Getting a job right out of college can seem impossible in a land of post-college unpaid internships. Fortunately accounting is one of few majors where grads still get to choose from plenty of opportunities. With strong analytical skills and highly coveted tax expertise, accounting grads can do anything from working for a Big Four firm to working as a personal financial planner or at a nonprofit, says Scott Moore, senior manager for college and university initiatives at the American Institute of Certified Public Accountants (AICPA).
Here are six jobs accounting majors often land post college:
Many accountants who have gotten their degree and CPA certification during their undergraduate years go on to work at accounting firms. Companies vary, but the Big Four auditors recruit hundreds of graduates each year and are known for their prestige and impressive benefits. Most graduates work with a variety of companies and end up learning how to navigate all types of businesses from government and nonprofits to global corporations. They also learn "strong project management skills because of the flexibility of an audit engagement," says Matthew Murtaugh, manager for the Young CPA Initiatives at the AICPA.
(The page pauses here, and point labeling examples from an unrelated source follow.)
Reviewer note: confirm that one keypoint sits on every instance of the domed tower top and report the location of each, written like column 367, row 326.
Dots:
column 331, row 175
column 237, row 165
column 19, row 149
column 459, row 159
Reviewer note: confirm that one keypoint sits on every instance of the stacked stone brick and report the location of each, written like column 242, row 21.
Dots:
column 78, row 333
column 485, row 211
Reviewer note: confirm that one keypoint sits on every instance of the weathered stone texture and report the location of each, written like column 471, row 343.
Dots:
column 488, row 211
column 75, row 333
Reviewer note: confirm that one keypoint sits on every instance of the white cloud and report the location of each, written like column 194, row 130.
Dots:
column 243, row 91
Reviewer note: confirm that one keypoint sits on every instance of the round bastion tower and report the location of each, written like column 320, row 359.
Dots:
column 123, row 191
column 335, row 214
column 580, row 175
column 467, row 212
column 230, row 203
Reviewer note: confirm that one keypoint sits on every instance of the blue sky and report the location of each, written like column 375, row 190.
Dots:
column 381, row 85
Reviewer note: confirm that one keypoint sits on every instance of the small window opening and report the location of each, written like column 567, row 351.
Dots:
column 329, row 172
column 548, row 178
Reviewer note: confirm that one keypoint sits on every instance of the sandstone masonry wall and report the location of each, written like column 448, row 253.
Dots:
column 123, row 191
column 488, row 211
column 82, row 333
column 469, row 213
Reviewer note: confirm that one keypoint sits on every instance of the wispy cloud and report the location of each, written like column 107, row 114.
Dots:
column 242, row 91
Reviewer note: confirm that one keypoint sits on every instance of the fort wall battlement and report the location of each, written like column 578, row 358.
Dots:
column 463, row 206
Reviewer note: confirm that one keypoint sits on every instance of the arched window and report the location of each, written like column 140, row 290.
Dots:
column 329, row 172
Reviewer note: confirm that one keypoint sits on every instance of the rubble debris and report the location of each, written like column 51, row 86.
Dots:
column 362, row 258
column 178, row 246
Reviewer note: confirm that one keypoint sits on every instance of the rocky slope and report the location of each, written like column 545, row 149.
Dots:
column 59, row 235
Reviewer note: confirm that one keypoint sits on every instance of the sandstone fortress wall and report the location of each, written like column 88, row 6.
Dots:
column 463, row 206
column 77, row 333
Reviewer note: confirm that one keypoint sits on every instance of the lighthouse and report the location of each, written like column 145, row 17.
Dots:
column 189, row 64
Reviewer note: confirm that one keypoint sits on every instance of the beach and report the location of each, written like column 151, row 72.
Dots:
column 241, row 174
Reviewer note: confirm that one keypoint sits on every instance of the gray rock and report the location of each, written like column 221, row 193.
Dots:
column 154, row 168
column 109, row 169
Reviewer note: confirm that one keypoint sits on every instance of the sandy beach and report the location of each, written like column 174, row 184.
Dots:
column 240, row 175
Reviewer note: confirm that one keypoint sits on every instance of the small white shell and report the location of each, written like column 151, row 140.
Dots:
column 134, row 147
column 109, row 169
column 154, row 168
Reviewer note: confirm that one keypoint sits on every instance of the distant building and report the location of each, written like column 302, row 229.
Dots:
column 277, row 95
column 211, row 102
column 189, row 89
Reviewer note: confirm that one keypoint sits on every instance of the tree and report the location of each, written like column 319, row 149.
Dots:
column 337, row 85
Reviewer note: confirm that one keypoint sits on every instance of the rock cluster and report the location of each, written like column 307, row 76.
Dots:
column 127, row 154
Personal Financial Planner
As more people become focused on their financial future, those with an accounting degree are well prepared to work in the field. Besides being a requirement for CPAs, being well-versed in tax law is also a focus of the financial planning field, notes Murtaugh. "From a personal financial planning view, those tax implications are enormous and influence the way you would plan for the future," he says. With many personal financial planners working in their own practice or at smaller firms, the job also has an entrepreneurial bent that many enjoy.
Corporate accountants focus their analytical skills on providing relevant information up the corporate ladder. Internally, accountants are often required to make sure their specific company is using resources in the most profitable way. An in-house position provides a closer look at the workings within an organization and can help get an accounting major on a CFO track. Many internal auditors deal with upper management of a company.
Doing accounting projects directly with the government, many forensic accountants are specialists in areas like insurance claims, personal injury or fraud, and conduct analysis to present during a court of law. In addition to accounting work, forensic accountants are often present during litigation for the cases that they work on - adding an interesting dimension to the job.
Most tax accountants work with individuals or companies to complete their annual or quarterly taxes. The work can be demanding during tax season and requires a thorough understanding of tax code and ever-changing regulations. Customer service skills and building relationships with repeat customers are a significant part of the job. A significant number of tax accountants end up starting their own practice.
Working for state or federal entities in an accounting role means you'll be responsible for how resources are ultimately handled. Though the work can get bureaucratic, there's room for advancement. Most government accountants focus on examining the records of government agencies to make sure the agencies are compliant with government regulations.
Additionally, experts point out that despite a significant downturn in other areas of business, accounting remains a profession that's somewhat recession proof because of tax laws. "If there is an economic downturn you really can't get rid of [accountants] because accounting still has to get done," adds Moore.